Competent authority is an administrator of law and cannot provide for the requirements not stated in the law.

I have dividend income from shares and also have other business income and capital gains from sale of shares, some of which were purchased with borrowed funds. We also have to bear securities transaction tax. Some transactions were squared off without taking delivery.
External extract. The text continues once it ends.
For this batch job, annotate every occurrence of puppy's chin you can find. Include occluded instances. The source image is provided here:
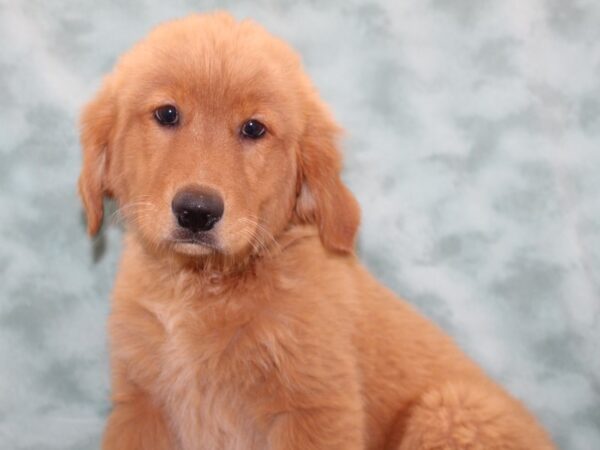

What will be the income tax implication?
— Meenakshi V
As far as shares purchased with borrowed funds are concerned, the same may give rise to business income.
Sale of other shares in delivery-based transactions may give rise to capital gains or business income depending upon the frequency of transactions, intention at the time of
purchase, treatment in books of account, disclosure in financial statements, etc.

As far as dividend income is concerned, the same is exempt, whether the shares are held as investments or stock in trade.
It is possible to take a view that borrowed funds utilised for dealing in shares should not attract disallowance on relevant interest although dividend income therefrom is tax-free because in such cases dividend income is incidental and the predominant activity is to earn from dealing in shares.

For the purposes of section 14A, which disallows expenditure incurred to earn tax-free income, all direct and indirect expenses, including administrative, rent etc would have to be considered and if nexus of some expenses to dividend income is established, the same would be disallowable.

Securities transaction tax suffered on purchase and sale of shares to the extent sales of such shares give rise to capital gains, would not be allowable as deduction.

Such tax paid for trading in shares would, however, be allowable as deduction from business income. Transactions settled without actual delivery would be treated as speculation transactions.